Overview
The Vulgate Chat API lets you have AI-powered conversations grounded in your document libraries. Send one or more messages — including text, images, and files — and receive a streamed or complete response, backed by citations from your ingested content.
The API is designed to be compatible with the OpenAI Chat Completions interface, so you can use it as a drop-in replacement with any OpenAI-compatible SDK — just point it to your Vulgate instance and swap the model name.
Base URL
All Chat API endpoints are relative to your Vulgate instance:
https://vulgate.ai/api
Endpoints
| Endpoint | Method | Description |
|---|---|---|
/api/chat/completions | POST | Generate a chat completion, with optional streaming |
Authentication
All endpoints require authentication via a Bearer token in the Authorization header:
Authorization: Bearer <your-api-key>
API keys are scoped to a team and carry the permissions of the team owner.
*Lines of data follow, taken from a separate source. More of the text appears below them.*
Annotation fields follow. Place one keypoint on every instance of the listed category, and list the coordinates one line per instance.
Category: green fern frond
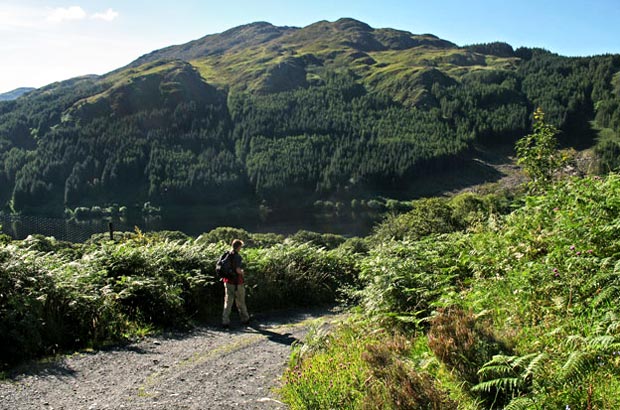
(575, 341)
(519, 403)
(520, 361)
(503, 383)
(535, 365)
(578, 365)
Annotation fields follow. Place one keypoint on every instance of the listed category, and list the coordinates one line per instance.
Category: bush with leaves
(538, 152)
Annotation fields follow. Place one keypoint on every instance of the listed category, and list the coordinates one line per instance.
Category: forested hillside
(286, 116)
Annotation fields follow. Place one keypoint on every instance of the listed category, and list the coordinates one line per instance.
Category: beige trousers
(236, 294)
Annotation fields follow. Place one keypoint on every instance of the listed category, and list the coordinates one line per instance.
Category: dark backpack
(224, 268)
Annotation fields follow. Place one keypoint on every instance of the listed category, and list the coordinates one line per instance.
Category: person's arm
(239, 264)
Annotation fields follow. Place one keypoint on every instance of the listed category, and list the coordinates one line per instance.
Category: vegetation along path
(206, 368)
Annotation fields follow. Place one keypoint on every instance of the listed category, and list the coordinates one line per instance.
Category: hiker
(234, 291)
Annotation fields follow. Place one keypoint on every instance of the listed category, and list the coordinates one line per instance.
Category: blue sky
(46, 41)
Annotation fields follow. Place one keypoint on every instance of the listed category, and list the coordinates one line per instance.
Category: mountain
(16, 93)
(285, 117)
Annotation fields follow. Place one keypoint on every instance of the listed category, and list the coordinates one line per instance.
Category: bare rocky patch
(205, 368)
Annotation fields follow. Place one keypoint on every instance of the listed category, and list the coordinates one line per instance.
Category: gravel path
(208, 368)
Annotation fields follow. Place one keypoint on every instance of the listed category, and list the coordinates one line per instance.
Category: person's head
(237, 244)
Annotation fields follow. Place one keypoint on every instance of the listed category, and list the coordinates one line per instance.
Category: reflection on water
(190, 222)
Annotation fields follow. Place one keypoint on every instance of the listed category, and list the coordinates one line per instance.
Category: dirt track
(208, 368)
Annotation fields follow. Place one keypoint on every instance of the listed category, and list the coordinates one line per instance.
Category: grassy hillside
(282, 117)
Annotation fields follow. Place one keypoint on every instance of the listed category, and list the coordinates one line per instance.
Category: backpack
(224, 267)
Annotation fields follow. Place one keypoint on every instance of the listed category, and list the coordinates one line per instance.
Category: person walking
(234, 290)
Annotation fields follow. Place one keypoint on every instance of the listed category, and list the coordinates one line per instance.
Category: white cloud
(66, 14)
(108, 15)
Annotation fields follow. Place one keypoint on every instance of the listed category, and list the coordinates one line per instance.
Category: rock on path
(208, 368)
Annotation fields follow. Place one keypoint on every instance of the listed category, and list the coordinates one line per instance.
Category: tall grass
(518, 311)
(56, 296)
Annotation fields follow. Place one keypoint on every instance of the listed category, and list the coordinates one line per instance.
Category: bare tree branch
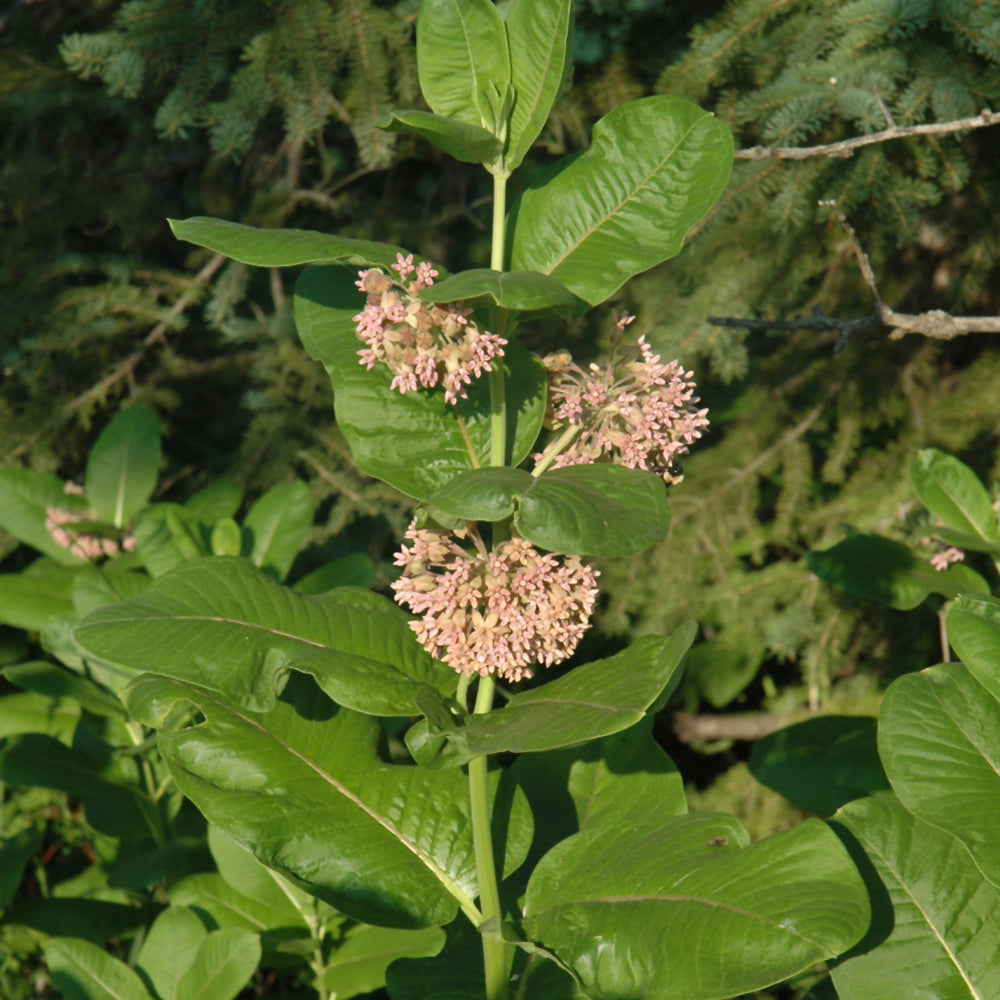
(935, 323)
(846, 147)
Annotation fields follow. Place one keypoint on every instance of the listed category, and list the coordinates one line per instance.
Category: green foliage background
(114, 116)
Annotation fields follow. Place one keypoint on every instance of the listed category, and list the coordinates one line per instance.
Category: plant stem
(494, 950)
(498, 408)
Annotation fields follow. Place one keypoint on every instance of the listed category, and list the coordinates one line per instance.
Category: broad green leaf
(934, 929)
(590, 701)
(82, 971)
(25, 495)
(953, 494)
(216, 502)
(359, 963)
(354, 570)
(973, 625)
(168, 949)
(882, 570)
(15, 853)
(304, 788)
(415, 442)
(804, 762)
(598, 510)
(538, 35)
(517, 291)
(462, 57)
(655, 168)
(685, 908)
(58, 683)
(723, 667)
(277, 525)
(939, 737)
(123, 466)
(211, 894)
(281, 247)
(224, 625)
(461, 140)
(32, 598)
(29, 712)
(223, 966)
(245, 873)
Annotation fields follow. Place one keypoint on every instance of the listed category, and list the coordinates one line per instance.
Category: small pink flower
(633, 411)
(422, 344)
(498, 612)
See Getting Started for how to obtain and configure your API key.
Models
Pass one of the following values in the model field of your request:
| Model | Description |
|---|---|
vulgate-1 | Latest Vulgate model. Recommended for all new integrations. |
vulgate | Alias for vulgate-1. |
Libraries
Unlike the Search API, the Chat API does not require you to specify libraries explicitly. The AI automatically searches the libraries associated with your team based on your API key.
OpenAI compatibility
The /api/chat/completions endpoint follows the OpenAI Chat Completions API shape. This means you can use it with any OpenAI-compatible client by setting a custom base URL:
import OpenAI from "openai";
const client = new OpenAI({
apiKey: process.env.VULGATE_API_KEY,
baseURL: "https://vulgate.ai/api",
});
const response = await client.chat.completions.create({
model: "vulgate-1",
messages: [{ role: "user", content: "What does the Catechism say about prayer?" }],
});
Note that some OpenAI-specific fields (e.g. response_format: json_schema, stop) are accepted for compatibility but are not currently supported.
Quick example
Send a single user message to the completions endpoint:
curl -X POST "https://vulgate.ai/api/chat/completions" \
-H "Authorization: Bearer $VULGATE_API_KEY" \
-H "Content-Type: application/json" \
-d '{
"model": "vulgate-1",
"messages": [
{ "role": "user", "content": "What does Aquinas say about the existence of God?" }
]
}'
The response contains the assistant’s answer under choices[0].message.content, along with a citations array referencing the source passages used:
{
"id": "chatcmpl-abc123",
"object": "chat.completion",
"created": 1741200000,
"model": "vulgate-1",
"choices": [
{
"index": 0,
"message": {
"role": "assistant",
"content": "Thomas Aquinas presents five arguments for the existence of God in the *Summa Theologiae*, known as the Five Ways..."
},
"finish_reason": "stop"
}
],
"citations": [
{
"cited_text": "<p>The existence of God can be proved in five ways...</p>",
"document_title": "Summa Theologiae",
"document_index": 0,
"document_author": "Thomas Aquinas",
"source_url": null
}
]
}
Rate limits
Requests to /api/chat/completions are subject to two limits:
- Rate limit: 10 requests per 10 seconds per team, using a sliding window.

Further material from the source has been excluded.